29 de set de 2010

Correio Braziliense publica artigo sobre Dia do Gordo. Confira meu depoimento

Crônica da Cidade


“Esse corpo não te pertence”
Por Chico Neto

Simpático e-mail da leitora Denise Santana chega lembrando que hoje é o Dia do Gordo. “Que graça tem isso?”, pondera ela, atentando que, na ponta do lápis, a situação obesidade não merece glamourização. Denise defende essa bandeira com toda a propriedade. Exobesa, chegou a pesar 185 quilos, dos quais 103 se foram a partir de uma cirurgia de redução de estômago. “A minha vida mudou para melhor”, conta. Ela quer compartilhar sua conquista de qualidade de vida. E certamente sabe que a redução estomacal não é indicada para todos.

Mas Denise insiste no alerta: “Falta consciência de que a gordura é uma doença e falta também força de vontade para mudar.
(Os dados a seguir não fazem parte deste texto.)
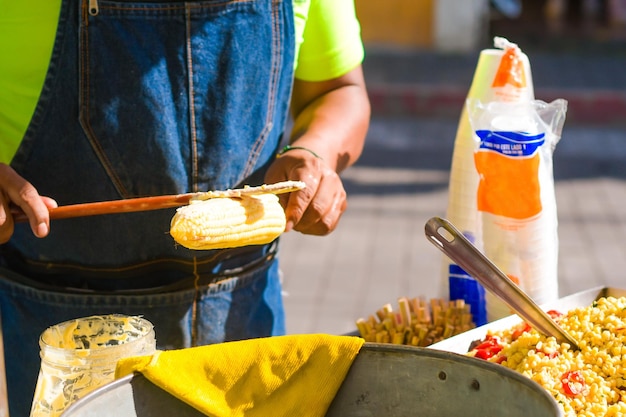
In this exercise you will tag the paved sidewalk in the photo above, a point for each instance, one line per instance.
(379, 252)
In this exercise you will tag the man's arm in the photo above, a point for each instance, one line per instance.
(331, 119)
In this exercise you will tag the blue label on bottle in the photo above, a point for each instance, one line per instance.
(464, 287)
(514, 144)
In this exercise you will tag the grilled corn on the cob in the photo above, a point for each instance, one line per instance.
(220, 223)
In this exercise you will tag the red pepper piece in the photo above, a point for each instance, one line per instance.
(554, 314)
(488, 349)
(523, 328)
(573, 383)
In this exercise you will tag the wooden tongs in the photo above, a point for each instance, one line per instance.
(157, 202)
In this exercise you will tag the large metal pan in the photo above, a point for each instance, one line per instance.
(384, 380)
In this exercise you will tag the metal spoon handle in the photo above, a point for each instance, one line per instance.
(450, 241)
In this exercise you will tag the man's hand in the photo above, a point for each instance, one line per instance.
(16, 191)
(330, 122)
(316, 209)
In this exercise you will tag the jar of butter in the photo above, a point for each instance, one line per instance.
(78, 356)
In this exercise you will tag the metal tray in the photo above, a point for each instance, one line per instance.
(461, 343)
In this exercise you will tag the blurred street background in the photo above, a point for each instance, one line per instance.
(420, 60)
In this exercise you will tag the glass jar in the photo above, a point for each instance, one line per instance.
(78, 356)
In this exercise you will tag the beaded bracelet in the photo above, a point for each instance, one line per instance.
(291, 148)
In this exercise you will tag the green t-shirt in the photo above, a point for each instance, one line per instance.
(328, 45)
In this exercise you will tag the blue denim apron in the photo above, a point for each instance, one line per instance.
(141, 99)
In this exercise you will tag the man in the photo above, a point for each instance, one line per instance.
(152, 98)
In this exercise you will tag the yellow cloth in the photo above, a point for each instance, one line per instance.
(296, 375)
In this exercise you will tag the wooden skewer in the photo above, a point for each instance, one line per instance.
(130, 205)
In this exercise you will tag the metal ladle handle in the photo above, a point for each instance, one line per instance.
(468, 257)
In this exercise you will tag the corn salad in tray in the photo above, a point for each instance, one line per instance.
(589, 382)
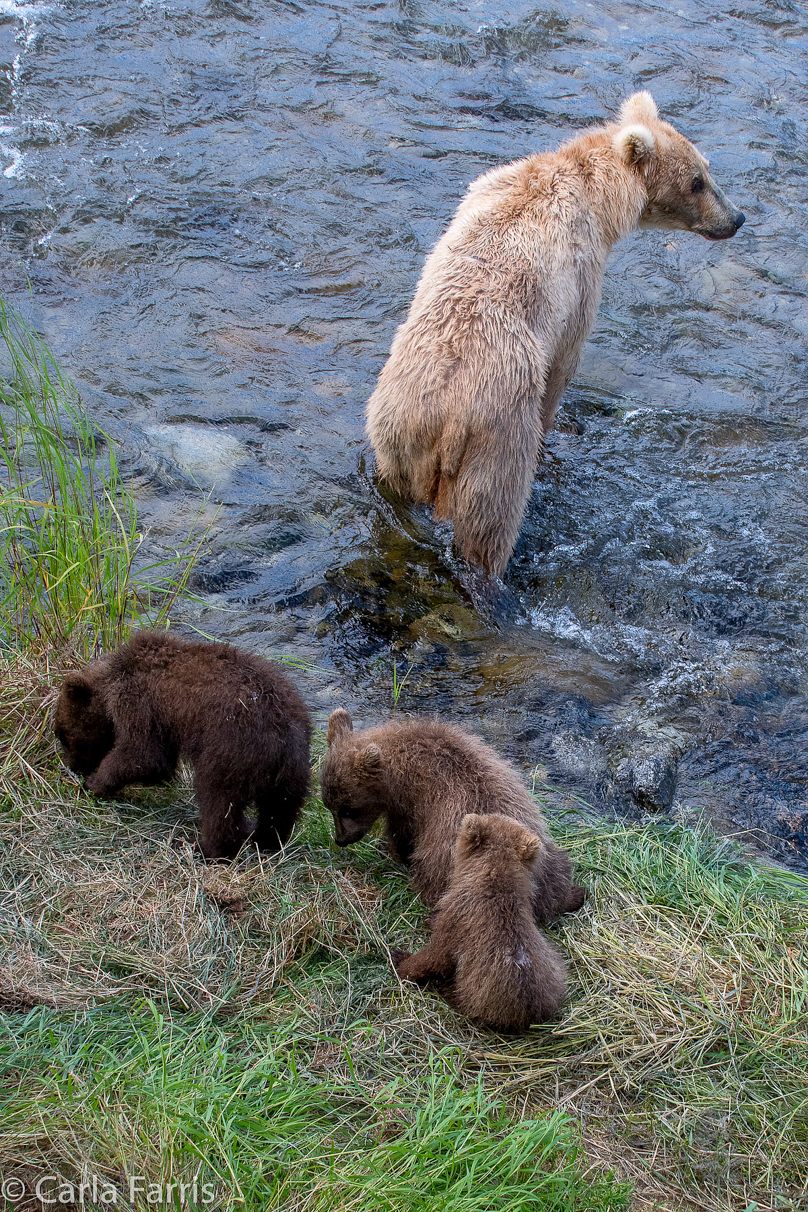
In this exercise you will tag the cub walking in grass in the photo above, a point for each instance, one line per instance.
(240, 722)
(424, 777)
(498, 968)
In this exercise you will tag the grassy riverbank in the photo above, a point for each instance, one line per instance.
(166, 1021)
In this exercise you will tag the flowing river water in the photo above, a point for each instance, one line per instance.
(222, 209)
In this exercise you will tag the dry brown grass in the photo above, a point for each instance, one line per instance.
(683, 1051)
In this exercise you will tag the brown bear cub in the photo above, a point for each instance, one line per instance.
(424, 777)
(131, 715)
(496, 965)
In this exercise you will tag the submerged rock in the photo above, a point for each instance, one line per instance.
(649, 777)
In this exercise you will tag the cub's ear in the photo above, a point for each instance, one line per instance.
(339, 724)
(78, 689)
(371, 759)
(471, 832)
(635, 143)
(529, 849)
(640, 107)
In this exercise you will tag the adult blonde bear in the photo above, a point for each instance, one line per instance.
(503, 307)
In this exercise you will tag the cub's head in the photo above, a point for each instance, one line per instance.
(493, 836)
(681, 192)
(81, 724)
(353, 779)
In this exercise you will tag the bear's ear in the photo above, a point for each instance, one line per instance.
(640, 107)
(78, 689)
(371, 758)
(635, 143)
(339, 724)
(471, 832)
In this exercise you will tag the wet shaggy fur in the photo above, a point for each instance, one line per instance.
(504, 303)
(240, 722)
(424, 776)
(486, 949)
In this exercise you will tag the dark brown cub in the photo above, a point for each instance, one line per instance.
(240, 722)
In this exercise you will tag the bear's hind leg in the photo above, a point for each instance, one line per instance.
(222, 828)
(434, 961)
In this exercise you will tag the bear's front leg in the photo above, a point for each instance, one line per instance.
(124, 765)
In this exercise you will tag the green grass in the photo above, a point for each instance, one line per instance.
(69, 539)
(170, 1021)
(242, 1022)
(247, 1109)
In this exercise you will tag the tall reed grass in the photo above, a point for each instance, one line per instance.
(72, 577)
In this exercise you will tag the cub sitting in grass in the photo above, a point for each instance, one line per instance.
(485, 947)
(235, 718)
(424, 777)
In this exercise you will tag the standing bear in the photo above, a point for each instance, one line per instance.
(424, 777)
(486, 949)
(477, 369)
(131, 715)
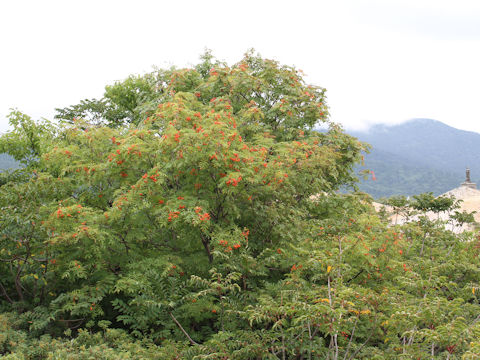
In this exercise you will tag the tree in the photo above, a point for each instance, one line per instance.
(211, 226)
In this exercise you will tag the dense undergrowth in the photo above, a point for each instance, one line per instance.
(194, 214)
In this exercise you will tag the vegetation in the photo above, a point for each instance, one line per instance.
(205, 222)
(418, 156)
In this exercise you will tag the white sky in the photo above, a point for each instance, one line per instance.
(381, 61)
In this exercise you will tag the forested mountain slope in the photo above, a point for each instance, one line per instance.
(419, 155)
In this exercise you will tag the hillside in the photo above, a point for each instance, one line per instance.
(396, 175)
(417, 156)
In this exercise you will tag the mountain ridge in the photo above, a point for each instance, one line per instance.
(417, 156)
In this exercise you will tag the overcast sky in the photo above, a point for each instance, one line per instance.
(383, 61)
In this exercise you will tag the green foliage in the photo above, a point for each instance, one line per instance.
(206, 223)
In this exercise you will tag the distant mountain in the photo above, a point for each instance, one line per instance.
(7, 162)
(417, 156)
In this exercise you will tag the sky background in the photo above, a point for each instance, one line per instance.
(384, 61)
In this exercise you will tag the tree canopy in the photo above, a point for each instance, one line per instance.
(195, 214)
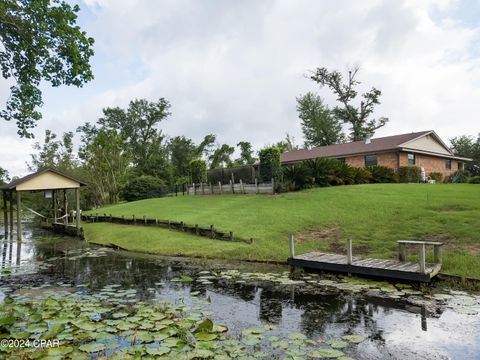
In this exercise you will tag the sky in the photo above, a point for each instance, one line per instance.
(234, 68)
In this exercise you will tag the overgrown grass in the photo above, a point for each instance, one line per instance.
(374, 216)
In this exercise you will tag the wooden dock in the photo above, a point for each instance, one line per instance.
(390, 269)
Isso é mais difícil ainda porque, sem decisão própria, não se chega a lugar algum”. Ela fala em nome das pessoas que ultrapassaram o peso, sofrem com isso e não conseguem tomar uma atitude em favor da própria felicidade.

Pelo contrário: em situações assim, quem costuma dar as ordens é a ansiedade, determinando, de imediato, o aumento de um apetite que já era voraz e, muitas vezes, a preferência por alimentos calóricos e nocivos.

Não bastassem as estatísticas provando que acúmulo de gordura é caminho para uma vida comprometida, há o fator que, para muitos de nós, também tem lá seu peso nessa história: a estética. Não estou falando da ditadura da magreza, mal que acomete a indústria da moda.

Refiro-me ao incômodo que, diante do espelho, tantos gordinhos e gordinhas desse mundo experimentam várias vezes na vida, ao perceberem que estão perdendo a conta da própria forma. E esse também é ou deveria ser um fator considerado na filosofia do Dia do Gordo.

Quando Jorge Mautner diz, em Lágrimas negras, que “belezas são coisas acesas por dentro”, isso serve para compreender a questão dos obesos: o que vai mal por dentro também vai por fora.

Lembrei-me de minha mãe—que justamente hoje, no Dia do Gordo, se fosse viva, estaria completando 74 anos. Nunca chegou a ser obesa, mas desassossegava toda vez que percebia uns quilinhos extras. E tinha um termômetro infalível para se dar conta desse acréscimo.

Ficava arrepiada quando alguma pessoa lhe dizia: “Marisa, você está bonita, fortona!”.

Era a hora de queimar calorias. “Fortona não, pelo amor de Deus! Nem bonitona.Acho horrível!”, dizia.

Obesidades doentias e desalinhos da forma física à parte, existem gordinhos e gordinhas felizes com sua condição. O conjunto adiposo chega a fazer parte da beleza dessas pessoas. Admiro cada uma das que conheço nessa condição. E conheço gente que conseguiu emagrecer e perdeu o viço: o formato original compunha uma estrutura de felicidade geral da qual a pessoa nem se dava conta.Mas a chamada de Denise Santana é oportuna.

Traz esperança a quem desenvolve ansiedade e foge da gordura quando a gordura representa perigo para a saúde.

Mais que isso, a mensagem dessa exobesa abre um rasgo de otimismo quando ela prova que qualquer um de nós pode mudar, desde que queira.Mudanças voluntárias costumam ser emissárias de bons ventos. E a felicidade, enfim, só se instala na vida de quem lhe dá a devida autorização para entrar em casa sem precisar bater à porta.

Correio Braziliense, página 32, caderno Cidades, coluna Crônica da Cidade, 10 de setembro de 2010.